The University of California, Davis, professor, who studies waterborne pathogens and last fall helped trace the source of a uniquely toxic strain of E. coli bacteria that contaminated spinach from the Salinas Valley, knows where to find it: inside all of us.

"We're heavily colonized by E. coli," Atwill said. "They consider us a field of grass, and they are grazing on us."

But scientists also are finding high levels of E. coli in some Delta waterways and tributaries, and they don't know why. The tests, begun in 2004 as part of a state investigation into the effects irrigating farmland has on surface water, are showing wildly fluctuating levels of E. coli bacteria in San Joaquin County drains that empty into the Delta.

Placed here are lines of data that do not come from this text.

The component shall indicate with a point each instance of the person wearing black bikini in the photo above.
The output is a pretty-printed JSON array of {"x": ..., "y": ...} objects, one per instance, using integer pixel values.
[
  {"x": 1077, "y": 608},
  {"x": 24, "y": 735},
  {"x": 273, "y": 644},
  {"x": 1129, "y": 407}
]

Atwill said the E. coli found is typically nontoxic "background" bacteria found in animals.

"The one you've heard about with the spinach outbreak or some type of food-borne illness, that's a small subset of E. coli," Atwill said. "Those are the ones you worry about, but they're a minority of the numbers you're hearing up and down the Valley. The (test figures) overestimate the risk."

The state goal for E. coli in the Delta's recreational waters is an average of no more than 126 organisms in a 100-milliliter sample.